Monday, July 22, 2013

Breaking Tables - The Bane of My Existence

I played in Pendleton on Friday the 19th.  There were 339 players.  I zipped along quite nicely until after the dinner break.  I knew my table well.  We only had a total of 3 players knocked out & replaced by other players and I felt I had a good handle on them as well.  I was just above the chip average and there were only 81 players left.  36 players would get money.

Then . . . my table breaks.  This means we are down on 72 players.  Unfortunately, total misery and card deadness ensues.  I have absolutely no playable hands at the new table.  The best thing I see is A-3 and I can't play it because someone raises before me.  I am not having fun any more.  The only good thing going on is there are fewer and fewer players.  It seems that someone gets knocked out every other minute.

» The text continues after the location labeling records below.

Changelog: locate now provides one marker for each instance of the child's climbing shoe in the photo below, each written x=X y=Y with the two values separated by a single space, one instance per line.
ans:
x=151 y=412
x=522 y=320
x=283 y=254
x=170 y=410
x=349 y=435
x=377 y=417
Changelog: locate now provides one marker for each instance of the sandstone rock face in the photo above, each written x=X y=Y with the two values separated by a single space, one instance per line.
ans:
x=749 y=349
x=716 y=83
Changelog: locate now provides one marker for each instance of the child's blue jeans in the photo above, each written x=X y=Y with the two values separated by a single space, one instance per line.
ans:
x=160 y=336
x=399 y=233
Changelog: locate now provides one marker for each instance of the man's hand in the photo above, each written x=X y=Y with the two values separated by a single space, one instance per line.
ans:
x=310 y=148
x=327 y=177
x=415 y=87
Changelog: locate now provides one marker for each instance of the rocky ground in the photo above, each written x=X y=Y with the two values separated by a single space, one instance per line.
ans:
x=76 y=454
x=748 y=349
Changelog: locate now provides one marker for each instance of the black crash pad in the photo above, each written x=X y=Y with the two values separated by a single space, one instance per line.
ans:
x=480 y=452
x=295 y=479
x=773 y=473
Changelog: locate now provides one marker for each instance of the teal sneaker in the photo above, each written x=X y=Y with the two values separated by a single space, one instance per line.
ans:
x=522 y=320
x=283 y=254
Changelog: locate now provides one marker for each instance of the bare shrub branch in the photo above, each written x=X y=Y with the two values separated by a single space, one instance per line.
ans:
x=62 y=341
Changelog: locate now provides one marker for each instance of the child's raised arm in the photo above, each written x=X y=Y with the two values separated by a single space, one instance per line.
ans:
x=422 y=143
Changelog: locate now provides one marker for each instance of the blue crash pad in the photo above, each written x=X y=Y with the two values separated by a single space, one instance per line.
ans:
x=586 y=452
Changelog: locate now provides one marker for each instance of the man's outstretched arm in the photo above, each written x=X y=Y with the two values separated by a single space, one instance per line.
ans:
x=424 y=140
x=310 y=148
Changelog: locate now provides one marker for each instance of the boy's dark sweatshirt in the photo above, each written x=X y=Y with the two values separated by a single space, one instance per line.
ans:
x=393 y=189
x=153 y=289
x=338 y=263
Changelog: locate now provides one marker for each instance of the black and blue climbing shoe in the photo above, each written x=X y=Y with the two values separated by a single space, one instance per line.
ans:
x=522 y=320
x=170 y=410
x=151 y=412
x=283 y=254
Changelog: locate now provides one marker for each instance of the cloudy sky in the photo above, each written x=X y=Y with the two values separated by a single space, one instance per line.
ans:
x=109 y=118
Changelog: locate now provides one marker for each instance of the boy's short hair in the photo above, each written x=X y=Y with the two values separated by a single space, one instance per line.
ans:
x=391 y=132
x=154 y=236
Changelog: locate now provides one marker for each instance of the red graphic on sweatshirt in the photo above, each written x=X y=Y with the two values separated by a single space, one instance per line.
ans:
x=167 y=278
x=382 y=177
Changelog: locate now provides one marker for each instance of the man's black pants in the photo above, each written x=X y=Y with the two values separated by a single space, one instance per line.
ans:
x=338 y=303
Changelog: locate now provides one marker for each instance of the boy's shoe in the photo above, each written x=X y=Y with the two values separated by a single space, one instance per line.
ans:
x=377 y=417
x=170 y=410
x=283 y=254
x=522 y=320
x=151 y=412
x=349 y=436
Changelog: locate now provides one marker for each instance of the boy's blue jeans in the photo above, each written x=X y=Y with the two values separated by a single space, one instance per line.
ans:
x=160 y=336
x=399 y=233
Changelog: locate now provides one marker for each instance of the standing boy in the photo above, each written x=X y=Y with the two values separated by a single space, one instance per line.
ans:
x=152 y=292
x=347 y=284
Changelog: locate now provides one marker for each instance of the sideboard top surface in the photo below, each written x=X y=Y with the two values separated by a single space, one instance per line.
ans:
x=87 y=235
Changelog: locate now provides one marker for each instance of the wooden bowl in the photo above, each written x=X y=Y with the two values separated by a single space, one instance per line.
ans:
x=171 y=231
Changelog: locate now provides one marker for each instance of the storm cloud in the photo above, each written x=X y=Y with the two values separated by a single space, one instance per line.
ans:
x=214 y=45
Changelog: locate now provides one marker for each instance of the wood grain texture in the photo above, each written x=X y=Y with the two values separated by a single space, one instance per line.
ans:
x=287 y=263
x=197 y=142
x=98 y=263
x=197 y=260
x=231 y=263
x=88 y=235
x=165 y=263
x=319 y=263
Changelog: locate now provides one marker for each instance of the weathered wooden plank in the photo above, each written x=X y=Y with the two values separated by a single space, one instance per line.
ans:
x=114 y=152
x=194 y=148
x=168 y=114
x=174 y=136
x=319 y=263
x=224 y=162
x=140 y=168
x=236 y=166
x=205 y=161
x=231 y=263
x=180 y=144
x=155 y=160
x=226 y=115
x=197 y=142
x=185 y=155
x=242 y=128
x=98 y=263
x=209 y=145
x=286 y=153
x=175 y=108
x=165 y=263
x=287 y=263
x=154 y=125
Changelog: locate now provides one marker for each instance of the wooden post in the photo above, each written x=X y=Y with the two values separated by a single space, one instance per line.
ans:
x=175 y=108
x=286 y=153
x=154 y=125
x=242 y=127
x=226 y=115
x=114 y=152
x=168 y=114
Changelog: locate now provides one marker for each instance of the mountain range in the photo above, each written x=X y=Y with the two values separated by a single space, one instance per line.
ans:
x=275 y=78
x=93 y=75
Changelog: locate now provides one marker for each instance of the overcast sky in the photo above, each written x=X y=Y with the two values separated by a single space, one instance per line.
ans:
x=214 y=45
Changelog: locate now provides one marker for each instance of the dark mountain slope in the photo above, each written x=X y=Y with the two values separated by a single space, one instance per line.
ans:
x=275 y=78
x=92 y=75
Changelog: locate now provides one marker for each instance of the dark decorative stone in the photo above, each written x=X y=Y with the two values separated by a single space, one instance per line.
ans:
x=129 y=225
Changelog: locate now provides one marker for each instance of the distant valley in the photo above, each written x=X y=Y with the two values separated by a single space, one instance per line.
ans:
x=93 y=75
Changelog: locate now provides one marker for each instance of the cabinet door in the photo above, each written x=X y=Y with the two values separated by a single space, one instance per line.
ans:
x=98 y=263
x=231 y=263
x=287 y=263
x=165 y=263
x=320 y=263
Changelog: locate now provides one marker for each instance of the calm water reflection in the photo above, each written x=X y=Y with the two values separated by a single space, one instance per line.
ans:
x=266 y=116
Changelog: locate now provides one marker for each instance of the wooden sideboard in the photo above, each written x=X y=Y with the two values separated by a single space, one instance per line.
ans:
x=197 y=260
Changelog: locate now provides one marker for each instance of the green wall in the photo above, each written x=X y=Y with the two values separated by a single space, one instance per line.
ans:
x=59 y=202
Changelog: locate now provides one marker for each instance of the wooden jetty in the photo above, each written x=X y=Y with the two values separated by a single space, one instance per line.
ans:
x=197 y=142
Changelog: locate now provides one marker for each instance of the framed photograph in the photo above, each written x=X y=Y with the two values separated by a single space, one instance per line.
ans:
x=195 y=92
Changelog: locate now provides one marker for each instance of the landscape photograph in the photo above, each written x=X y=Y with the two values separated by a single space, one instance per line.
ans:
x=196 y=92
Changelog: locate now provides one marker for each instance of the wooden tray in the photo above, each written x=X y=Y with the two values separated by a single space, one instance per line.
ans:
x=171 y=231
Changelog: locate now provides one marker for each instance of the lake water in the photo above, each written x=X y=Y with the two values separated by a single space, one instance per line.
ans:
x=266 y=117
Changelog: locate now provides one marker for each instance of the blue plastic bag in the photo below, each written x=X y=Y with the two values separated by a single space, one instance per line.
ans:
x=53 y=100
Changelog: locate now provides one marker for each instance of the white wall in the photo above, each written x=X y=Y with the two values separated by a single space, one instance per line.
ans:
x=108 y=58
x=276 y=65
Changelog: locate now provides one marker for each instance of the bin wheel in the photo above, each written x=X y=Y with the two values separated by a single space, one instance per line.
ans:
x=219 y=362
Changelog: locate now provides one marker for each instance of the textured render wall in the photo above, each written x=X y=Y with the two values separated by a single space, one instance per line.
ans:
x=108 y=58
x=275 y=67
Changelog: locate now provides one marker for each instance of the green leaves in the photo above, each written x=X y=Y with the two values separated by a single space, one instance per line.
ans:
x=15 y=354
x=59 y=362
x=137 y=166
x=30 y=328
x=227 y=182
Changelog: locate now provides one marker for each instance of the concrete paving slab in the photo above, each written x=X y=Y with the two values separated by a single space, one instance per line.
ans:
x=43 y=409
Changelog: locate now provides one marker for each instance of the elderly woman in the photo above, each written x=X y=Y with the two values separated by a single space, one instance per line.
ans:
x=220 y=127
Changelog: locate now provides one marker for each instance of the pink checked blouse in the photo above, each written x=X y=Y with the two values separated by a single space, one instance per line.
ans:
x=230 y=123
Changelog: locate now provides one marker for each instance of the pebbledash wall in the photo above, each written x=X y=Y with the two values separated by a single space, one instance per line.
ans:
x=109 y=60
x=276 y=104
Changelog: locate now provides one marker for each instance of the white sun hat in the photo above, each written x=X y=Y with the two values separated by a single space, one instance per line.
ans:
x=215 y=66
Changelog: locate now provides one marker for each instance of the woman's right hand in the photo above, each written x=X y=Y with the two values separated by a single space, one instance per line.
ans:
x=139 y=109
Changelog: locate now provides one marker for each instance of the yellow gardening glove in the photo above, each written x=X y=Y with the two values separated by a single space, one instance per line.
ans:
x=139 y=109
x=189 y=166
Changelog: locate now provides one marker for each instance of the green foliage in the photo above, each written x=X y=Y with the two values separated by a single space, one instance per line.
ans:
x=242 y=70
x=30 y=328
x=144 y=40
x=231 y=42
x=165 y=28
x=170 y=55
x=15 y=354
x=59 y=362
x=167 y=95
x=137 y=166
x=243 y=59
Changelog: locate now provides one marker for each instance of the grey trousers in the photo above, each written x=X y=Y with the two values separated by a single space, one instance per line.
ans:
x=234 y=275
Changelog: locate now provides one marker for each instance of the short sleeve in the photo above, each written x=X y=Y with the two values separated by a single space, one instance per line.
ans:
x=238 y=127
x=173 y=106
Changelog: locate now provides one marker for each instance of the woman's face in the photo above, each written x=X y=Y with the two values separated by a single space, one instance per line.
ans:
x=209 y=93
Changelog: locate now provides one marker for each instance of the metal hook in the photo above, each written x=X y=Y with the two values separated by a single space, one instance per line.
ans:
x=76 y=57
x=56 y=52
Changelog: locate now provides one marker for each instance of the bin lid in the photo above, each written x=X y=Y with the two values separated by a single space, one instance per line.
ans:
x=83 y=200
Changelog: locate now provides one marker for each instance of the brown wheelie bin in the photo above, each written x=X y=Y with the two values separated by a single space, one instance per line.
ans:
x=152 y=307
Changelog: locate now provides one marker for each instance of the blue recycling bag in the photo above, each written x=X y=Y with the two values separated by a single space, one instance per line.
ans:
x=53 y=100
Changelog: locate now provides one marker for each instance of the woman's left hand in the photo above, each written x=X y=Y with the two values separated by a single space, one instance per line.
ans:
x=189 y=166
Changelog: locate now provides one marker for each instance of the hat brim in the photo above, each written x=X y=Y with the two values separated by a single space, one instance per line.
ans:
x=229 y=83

After less than 30 minutes this table breaks also - down to 63 players.  Again, I am totally lost.  I'm not there long enough to get to know anybody because I simply run out of chips.  When my first table broke I had about 35 big blinds and by the time I got to the last table I had less than half of that because the antes were eating all my chips and I seriously had no playable hands.  None.  When I saw KJ it looked like AA to me and I shoved all in with only about 12 big blinds remaining.  Naturally the guy to my immediate left actually did have AA and I was gone in about 60th place.

One of these days I will get a seat that's at the final table and I will never have to move.  Wouldn't that be heaven?

1 comment:

Phil said...

That is a really bad part about tournaments, particularly big ones. Nothing like sitting at the "rock" table where the chips just get moved around then moving to the "action" table where 10 players have been eliminated, leaving their chips among some huge stacks. That happened to me last time at Pendleton. I am studying how to play when you go card dead. it is worth googling. Sometimes you just have to forget about which cards you have and just play your stack or your position.